2 June 2005 Edition
Catholics still twice as likely to be unemployed
In the Six Counties, Catholic women are three-and-a-half times more likely to be unemployed than their Protestant counterparts, while Catholics in general, remain twice as likely to be unemployed. These shocking statistics have been drawn from the British Government's latest Labour Force Survey report. The report was released this week by the government's own Statistics and Research agency and was prepared by Oxford University professor Michael Noble.
The facts expose the failure of decades of fair employment legislation and promises by the British Government to tackle inequality and deprivation in the Six Counties. Despite the introduction of successive fair employment laws, introduced in 1976, 1989, 1991 and 1998, the unemployment differential between Catholics and Protestants has remained virtually the same.
For over three decades, the unemployment differential has been viewed as a measure of inequality in the Six Counties by exposing the operation of sectarian discrimination in employment. Commenting on the report Sinn Féin's Caitríona Ruane said the new figures show the failure of the British Government to eradicate deprivation and inequality.
"This report shows that, despite statutory commitments contained in the Good Friday Agreement to tackle social, economic and cultural deprivation and poverty, little has changed in terms of where the concentrations of multiple disadvantage remain in the North," said Ruane.
According to Noble, West Belfast has the highest proportion of people living in deprivation of any parliamentary constituency in the North. Other areas suffering from the high levels of deprivation are also predominantly nationalist and include North Belfast, Foyle and West Tyrone.
In sharp contrast, prosperous areas are predominantly unionist and include North Down, Strangford, Lagan Valley and South Antrim. These areas have the lowest proportion of people living in deprivation.
The most deprived electoral wards are all within West Belfast and include, Whiterock, Shankill and Falls.
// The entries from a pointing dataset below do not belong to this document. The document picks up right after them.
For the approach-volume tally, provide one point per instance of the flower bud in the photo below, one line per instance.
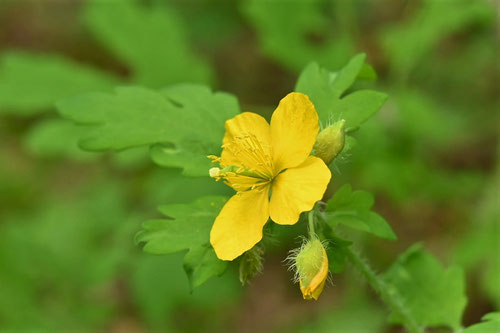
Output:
(330, 142)
(312, 268)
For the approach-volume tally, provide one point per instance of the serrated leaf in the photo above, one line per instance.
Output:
(190, 117)
(353, 209)
(31, 83)
(326, 88)
(434, 295)
(150, 39)
(189, 229)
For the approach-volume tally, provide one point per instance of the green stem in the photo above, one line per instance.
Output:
(311, 224)
(389, 297)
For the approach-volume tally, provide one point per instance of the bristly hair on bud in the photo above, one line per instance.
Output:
(330, 142)
(310, 263)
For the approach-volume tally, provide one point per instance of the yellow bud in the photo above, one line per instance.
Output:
(312, 268)
(330, 142)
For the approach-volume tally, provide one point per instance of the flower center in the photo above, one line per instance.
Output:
(251, 164)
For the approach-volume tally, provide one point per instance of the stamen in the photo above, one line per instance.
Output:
(254, 169)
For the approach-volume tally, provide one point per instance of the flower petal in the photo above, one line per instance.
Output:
(239, 224)
(245, 125)
(294, 128)
(297, 189)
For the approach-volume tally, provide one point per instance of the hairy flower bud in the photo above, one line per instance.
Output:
(311, 263)
(330, 142)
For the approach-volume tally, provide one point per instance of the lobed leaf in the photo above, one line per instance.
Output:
(185, 123)
(326, 88)
(434, 295)
(187, 229)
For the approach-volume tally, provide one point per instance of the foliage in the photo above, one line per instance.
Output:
(131, 80)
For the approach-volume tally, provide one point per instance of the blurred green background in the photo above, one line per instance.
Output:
(68, 217)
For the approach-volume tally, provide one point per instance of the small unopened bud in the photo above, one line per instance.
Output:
(330, 142)
(214, 172)
(312, 268)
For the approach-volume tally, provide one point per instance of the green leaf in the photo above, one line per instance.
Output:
(326, 88)
(281, 25)
(201, 263)
(44, 139)
(188, 117)
(353, 209)
(251, 264)
(358, 107)
(490, 324)
(407, 43)
(31, 83)
(188, 230)
(434, 295)
(150, 39)
(336, 250)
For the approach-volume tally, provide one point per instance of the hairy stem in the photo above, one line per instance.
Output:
(310, 217)
(389, 297)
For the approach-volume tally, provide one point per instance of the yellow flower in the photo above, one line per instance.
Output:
(270, 168)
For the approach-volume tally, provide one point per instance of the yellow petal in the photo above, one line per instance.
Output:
(297, 189)
(239, 224)
(294, 127)
(247, 141)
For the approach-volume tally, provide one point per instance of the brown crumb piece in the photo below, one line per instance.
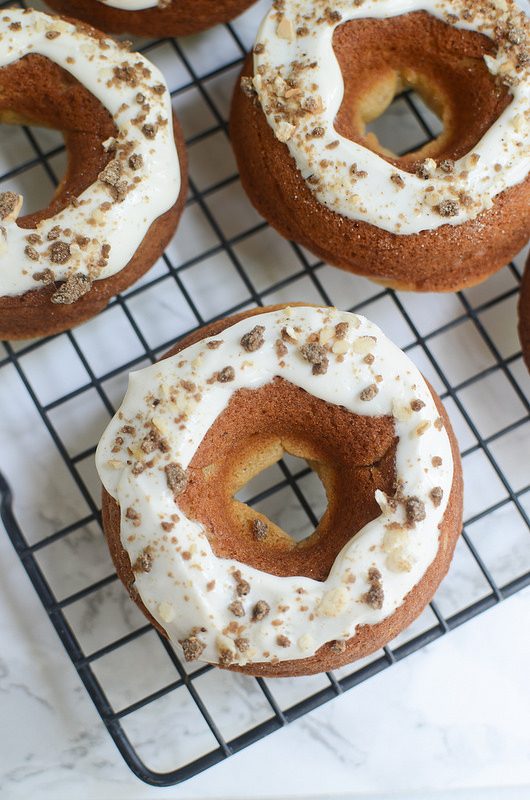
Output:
(242, 586)
(177, 478)
(144, 562)
(192, 647)
(415, 510)
(280, 348)
(59, 252)
(226, 657)
(72, 289)
(31, 253)
(260, 611)
(397, 180)
(341, 330)
(226, 375)
(134, 517)
(247, 86)
(253, 340)
(369, 393)
(375, 596)
(447, 166)
(317, 356)
(260, 529)
(447, 208)
(46, 276)
(237, 608)
(8, 203)
(242, 644)
(136, 161)
(436, 495)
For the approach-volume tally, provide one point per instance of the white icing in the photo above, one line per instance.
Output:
(130, 5)
(375, 198)
(334, 608)
(124, 224)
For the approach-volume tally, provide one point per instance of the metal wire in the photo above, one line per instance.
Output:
(28, 553)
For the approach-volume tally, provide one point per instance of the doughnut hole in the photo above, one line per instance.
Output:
(353, 456)
(379, 58)
(36, 91)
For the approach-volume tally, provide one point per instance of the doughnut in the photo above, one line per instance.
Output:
(152, 17)
(438, 219)
(223, 582)
(124, 189)
(524, 315)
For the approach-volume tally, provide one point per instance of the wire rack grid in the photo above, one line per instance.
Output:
(225, 259)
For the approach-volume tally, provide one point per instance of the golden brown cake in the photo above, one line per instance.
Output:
(152, 17)
(441, 218)
(222, 580)
(124, 189)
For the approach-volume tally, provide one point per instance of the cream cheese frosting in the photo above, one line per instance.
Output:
(185, 586)
(97, 235)
(294, 48)
(131, 5)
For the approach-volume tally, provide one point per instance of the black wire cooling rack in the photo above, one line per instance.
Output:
(489, 447)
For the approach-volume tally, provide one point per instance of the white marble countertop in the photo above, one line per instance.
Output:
(452, 716)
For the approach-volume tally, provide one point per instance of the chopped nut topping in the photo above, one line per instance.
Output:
(253, 340)
(144, 562)
(317, 356)
(192, 647)
(415, 510)
(247, 86)
(31, 253)
(447, 208)
(436, 495)
(397, 180)
(226, 375)
(260, 611)
(134, 517)
(375, 596)
(176, 478)
(72, 289)
(59, 252)
(242, 586)
(369, 393)
(242, 644)
(237, 608)
(260, 529)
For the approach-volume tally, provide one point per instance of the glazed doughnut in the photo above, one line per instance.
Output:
(125, 185)
(220, 579)
(438, 219)
(524, 315)
(152, 17)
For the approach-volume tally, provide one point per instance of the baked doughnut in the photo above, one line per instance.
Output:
(227, 584)
(125, 185)
(438, 219)
(152, 17)
(524, 315)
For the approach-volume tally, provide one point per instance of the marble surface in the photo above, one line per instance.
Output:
(449, 722)
(453, 716)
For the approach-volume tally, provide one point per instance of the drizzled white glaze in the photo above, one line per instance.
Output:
(151, 189)
(504, 151)
(333, 608)
(130, 5)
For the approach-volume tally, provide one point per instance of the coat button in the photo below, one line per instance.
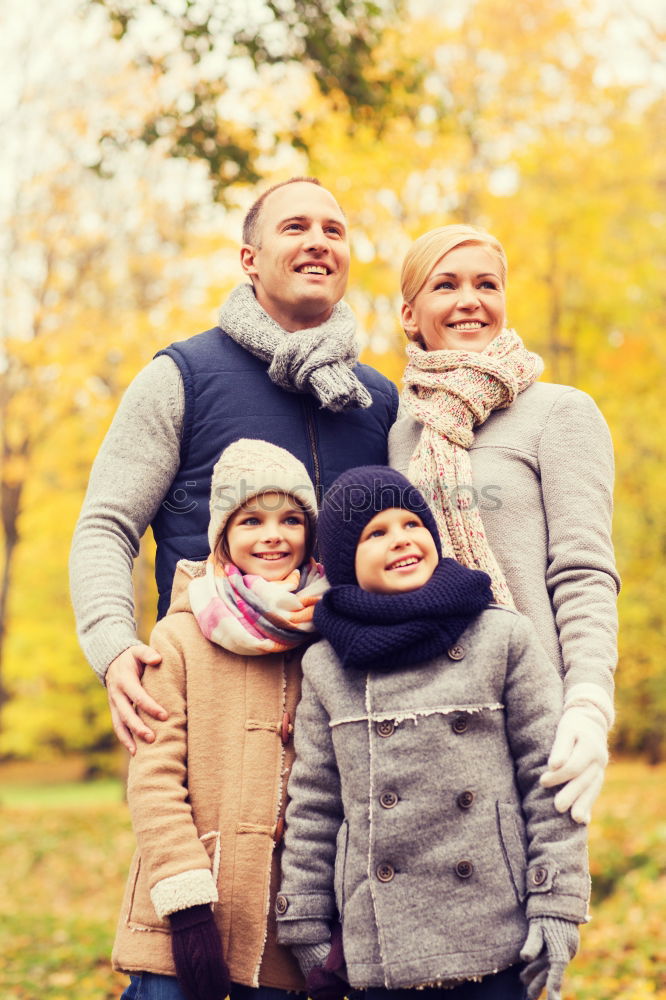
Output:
(539, 876)
(465, 799)
(464, 869)
(281, 904)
In Derry, Creggan Central and Brandywell are also highlighted as suffering high levels of deprivation.
Noble uses a range of separate indicators within seven categories, including income, employment, health and disability, education and training, services, environment and crime.
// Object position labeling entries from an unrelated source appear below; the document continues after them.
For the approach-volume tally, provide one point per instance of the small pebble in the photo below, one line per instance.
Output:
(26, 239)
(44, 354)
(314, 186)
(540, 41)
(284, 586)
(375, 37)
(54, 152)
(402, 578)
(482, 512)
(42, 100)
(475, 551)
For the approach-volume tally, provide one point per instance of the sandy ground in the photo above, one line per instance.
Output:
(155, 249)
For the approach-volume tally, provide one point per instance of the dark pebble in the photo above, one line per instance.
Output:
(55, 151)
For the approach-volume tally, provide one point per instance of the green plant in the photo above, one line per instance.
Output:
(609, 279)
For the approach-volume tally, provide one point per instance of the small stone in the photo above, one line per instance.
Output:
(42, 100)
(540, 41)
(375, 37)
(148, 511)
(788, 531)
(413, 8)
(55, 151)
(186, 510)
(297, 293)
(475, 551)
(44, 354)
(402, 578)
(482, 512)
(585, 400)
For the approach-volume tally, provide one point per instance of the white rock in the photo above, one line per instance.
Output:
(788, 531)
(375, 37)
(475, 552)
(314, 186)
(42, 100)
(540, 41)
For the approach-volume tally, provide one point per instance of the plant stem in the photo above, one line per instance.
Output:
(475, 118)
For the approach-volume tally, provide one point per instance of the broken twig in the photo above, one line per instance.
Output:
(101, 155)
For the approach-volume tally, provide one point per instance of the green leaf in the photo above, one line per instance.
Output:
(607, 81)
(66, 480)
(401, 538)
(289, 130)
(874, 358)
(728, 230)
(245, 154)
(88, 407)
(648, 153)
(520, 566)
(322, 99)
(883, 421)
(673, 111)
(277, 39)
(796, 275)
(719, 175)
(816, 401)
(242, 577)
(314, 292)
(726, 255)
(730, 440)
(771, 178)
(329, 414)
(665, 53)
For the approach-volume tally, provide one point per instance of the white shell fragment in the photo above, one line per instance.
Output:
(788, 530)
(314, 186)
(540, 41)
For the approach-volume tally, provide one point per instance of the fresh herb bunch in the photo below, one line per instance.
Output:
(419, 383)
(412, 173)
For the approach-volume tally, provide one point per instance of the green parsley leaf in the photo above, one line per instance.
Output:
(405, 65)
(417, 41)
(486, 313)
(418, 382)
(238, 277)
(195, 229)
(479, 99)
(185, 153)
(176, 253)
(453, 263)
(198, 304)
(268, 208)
"West and North Belfast, Derry city, Craigavon and west of the Bann continue to be the most deprived parts of the Six Counties," said Ruane. "It is no surprise that these areas are by and large nationalist areas.
"These figures clearly show the serious divergence that exists between policy and achieving equality. In the negotiations prior to Christmas, Sinn Féin sought to reach agreement on a new peace dividend to specifically support such action," said Ruane.
"Sinn Féin will be challenging direct rule ministers and calling on them to address the failure to effectively implement policy to target and eradicate disadvantage, discrimination and poverty."
The figures were released ahead of a major conference on equality that took place in Belfast this week. The conference was addressed by Alan Hevesi, the financial controller for New York state. Hevesi is well known as a campaigner for fair employment in the north of Ireland and a longtime supporter of the MacBride Principles.